Add Auto Prev/Next Node Postprocessor

node_postprocessor = AutoPrevNextNodePostprocessor(
    docstore=docstore, 
    num_nodes=3,
    service_context=service_context,
    verbose=True
)
# Infer that we need to search nodes after current one
query_engine = index.as_query_engine(
    similarity_top_k=1,
    node_postprocessors=[node_postprocessor],
    response_mode="tree_summarize"
)
response = query_engine.query(
    "What did the author do after handing off Y Combinator to Sam Altman?", 
)
> Postprocessor Predicted mode: next
INFO:llama_index.token_counter.token_counter:> [query] Total LLM token usage: 1987 tokens
INFO:llama_index.token_counter.token_counter:> [query] Total embedding token usage: 17 tokens
print(response)
After handing off Y Combinator to Sam Altman, the author decided to take up painting. He spent most of the rest of 2014 painting and got better at it, but eventually ran out of steam and stopped working on it. He then started writing essays again and wrote a few that weren't about startups. In March 2015, he started working on Lisp again.
# Infer that we don't need to search previous or next
response = query_engine.query(
    "What did the author do during his time at Y Combinator?", 
)
> Postprocessor Predicted mode: none
INFO:llama_index.token_counter.token_counter:> [query] Total LLM token usage: 571 tokens
INFO:llama_index.token_counter.token_counter:> [query] Total embedding token usage: 14 tokens
print(response)
The author did a variety of things during his time at Y Combinator, including hacking, writing essays, investing in startups, creating a batch system for startup funding, building a tight alumni community, and working on a new version of Arc with Robert Morris. He also created Hacker News, an online news aggregator for startup founders.

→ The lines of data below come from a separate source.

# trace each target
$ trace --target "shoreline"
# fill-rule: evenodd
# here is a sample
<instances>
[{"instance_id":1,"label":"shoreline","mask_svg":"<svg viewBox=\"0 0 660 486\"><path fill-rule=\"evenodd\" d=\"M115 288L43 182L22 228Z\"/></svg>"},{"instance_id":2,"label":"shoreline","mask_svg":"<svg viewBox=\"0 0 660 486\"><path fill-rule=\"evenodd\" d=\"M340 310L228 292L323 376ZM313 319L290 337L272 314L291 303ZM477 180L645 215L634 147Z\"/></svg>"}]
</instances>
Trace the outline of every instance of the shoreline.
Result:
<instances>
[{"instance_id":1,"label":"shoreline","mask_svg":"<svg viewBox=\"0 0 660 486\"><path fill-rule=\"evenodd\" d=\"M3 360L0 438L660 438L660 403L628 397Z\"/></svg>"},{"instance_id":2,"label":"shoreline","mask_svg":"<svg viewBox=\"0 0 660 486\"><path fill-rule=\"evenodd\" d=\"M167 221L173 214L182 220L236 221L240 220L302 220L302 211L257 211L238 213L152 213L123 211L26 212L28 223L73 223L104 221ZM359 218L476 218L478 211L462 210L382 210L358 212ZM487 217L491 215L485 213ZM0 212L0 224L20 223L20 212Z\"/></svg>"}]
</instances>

# Infer that we need to search nodes before current one
response = query_engine.query(
    "What did the author do before handing off Y Combinator to Sam Altman?", 
)
> Postprocessor Predicted mode: previous
INFO:llama_index.token_counter.token_counter:> [query] Total LLM token usage: 2057 tokens
INFO:llama_index.token_counter.token_counter:> [query] Total embedding token usage: 17 tokens
print(response)
Before handing off Y Combinator to Sam Altman, the author wrote essays, worked on Y Combinator, wrote Hacker News in Arc, wrote all of Y Combinator's internal software in Arc, and worked hard at the parts of the job he didn't like. He also flew up to Oregon to visit his mother regularly and had time to think on those flights.
response = query_engine.query(
    "What did the author do before handing off Y Combinator to Sam Altman?", 
)
INFO:llama_index.token_counter.token_counter:> [query] Total LLM token usage: 575 tokens
INFO:llama_index.token_counter.token_counter:> [query] Total embedding token usage: 17 tokens
print(response)
The author spent the rest of 2013 gradually leaving the running of Y Combinator to Sam Altman, partly so he could learn the job and partly because the author was focused on visiting his mother in Oregon and helping her get out of a nursing home.